Plistene.   Nelle tue stanze

ti cerca invan; ma lo vedrai fra poco
qui comparir.
Ipermestra.   (Misera me!) Plistene,
soccorrimi, ti prego; abbi pietade
dell’amico e di me. Fa’ ch’ei non venga
dove son io; mi fido a te.
Plistene.   Ma come
posso impedir?...
Ipermestra.   Di conservar si tratta
la vita sua. Piú non cercar; né questo,
ch’io fido a te, sappia Linceo.
Plistene.   Ma l’ami?
Ipermestra. Piú di me stessa.
Plistene.   Io nulla intendo. E puoi
lasciarlo a tanti affanni in abbandono?
Ipermestra.
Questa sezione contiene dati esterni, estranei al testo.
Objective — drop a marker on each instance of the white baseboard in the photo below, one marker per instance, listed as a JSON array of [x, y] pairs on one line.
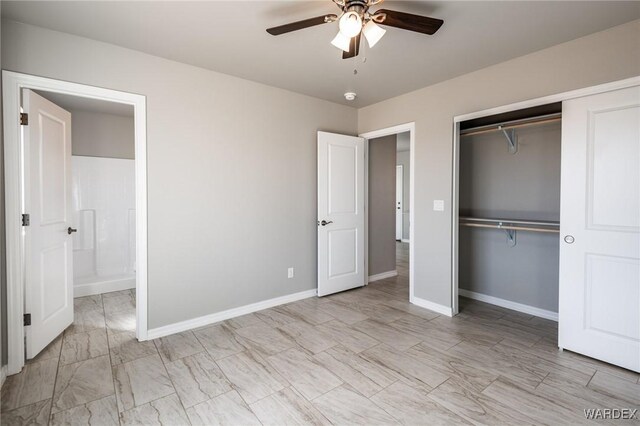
[[435, 307], [514, 306], [178, 327], [383, 275], [3, 374], [89, 289]]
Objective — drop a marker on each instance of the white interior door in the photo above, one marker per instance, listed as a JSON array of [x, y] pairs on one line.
[[599, 312], [47, 199], [399, 201], [340, 213]]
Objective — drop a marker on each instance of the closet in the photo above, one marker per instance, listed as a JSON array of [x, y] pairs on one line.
[[548, 216], [509, 209]]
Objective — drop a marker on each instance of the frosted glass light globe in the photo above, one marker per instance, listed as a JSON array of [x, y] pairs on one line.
[[350, 24]]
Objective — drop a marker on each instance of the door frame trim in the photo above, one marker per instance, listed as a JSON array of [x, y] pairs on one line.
[[12, 84], [394, 130], [401, 167], [559, 97]]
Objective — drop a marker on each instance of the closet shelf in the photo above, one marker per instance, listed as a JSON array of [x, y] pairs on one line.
[[509, 125], [511, 225]]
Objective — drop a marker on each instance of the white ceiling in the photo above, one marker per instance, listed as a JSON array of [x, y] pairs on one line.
[[77, 103], [230, 37]]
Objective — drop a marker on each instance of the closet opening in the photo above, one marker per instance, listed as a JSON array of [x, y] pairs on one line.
[[509, 214]]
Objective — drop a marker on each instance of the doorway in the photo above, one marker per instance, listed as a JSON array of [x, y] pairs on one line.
[[389, 201], [99, 267]]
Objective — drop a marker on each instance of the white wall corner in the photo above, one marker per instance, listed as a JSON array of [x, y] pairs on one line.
[[3, 374], [435, 307], [179, 327]]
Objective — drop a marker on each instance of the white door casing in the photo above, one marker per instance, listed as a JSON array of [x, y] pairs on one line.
[[341, 212], [599, 306], [399, 201], [47, 199]]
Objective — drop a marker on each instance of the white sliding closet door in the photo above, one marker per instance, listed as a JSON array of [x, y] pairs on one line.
[[600, 227]]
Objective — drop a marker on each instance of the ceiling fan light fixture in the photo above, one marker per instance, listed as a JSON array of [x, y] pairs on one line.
[[341, 42], [350, 24], [373, 33]]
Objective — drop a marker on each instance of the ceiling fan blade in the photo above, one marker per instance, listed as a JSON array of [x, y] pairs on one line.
[[408, 21], [354, 48], [295, 26]]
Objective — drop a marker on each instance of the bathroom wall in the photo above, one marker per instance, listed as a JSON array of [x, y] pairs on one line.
[[103, 186]]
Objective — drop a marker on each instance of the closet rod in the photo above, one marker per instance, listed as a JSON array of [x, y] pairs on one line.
[[549, 118], [511, 228], [511, 225]]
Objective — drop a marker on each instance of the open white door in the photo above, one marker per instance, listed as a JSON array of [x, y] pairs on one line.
[[399, 201], [47, 200], [599, 311], [340, 213]]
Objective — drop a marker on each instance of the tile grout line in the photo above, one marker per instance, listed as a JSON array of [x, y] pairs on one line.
[[170, 379]]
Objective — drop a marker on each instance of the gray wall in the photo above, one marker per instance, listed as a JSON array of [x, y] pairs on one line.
[[3, 259], [595, 59], [231, 171], [97, 134], [525, 185], [382, 199], [402, 158]]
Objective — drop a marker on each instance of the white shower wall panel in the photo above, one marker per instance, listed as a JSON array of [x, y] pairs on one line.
[[104, 210]]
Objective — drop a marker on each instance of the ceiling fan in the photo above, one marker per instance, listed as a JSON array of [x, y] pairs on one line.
[[356, 19]]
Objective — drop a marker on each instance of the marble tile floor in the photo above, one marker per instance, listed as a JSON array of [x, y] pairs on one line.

Ah, tu non sai quanto infelice io sono!
          Se il mio duol, se i mali miei,
     se dicessi il mio periglio,
     ti farei cader dal ciglio
     qualche lagrima per me.
          È sí barbaro il mio fato,
     che beato — io chiamo un core,
     se può dir del suo dolore
     la cagione almen qual è. (parte)

SCENA IV

Plistene, poi Linceo.

Plistene. Di qual nemico ignoto

ha da temer Linceo? Perché non deggio
del suo rischio avvertirlo? E con qual arte
impedir potrò mai...
Linceo. Ipermestra dov’è?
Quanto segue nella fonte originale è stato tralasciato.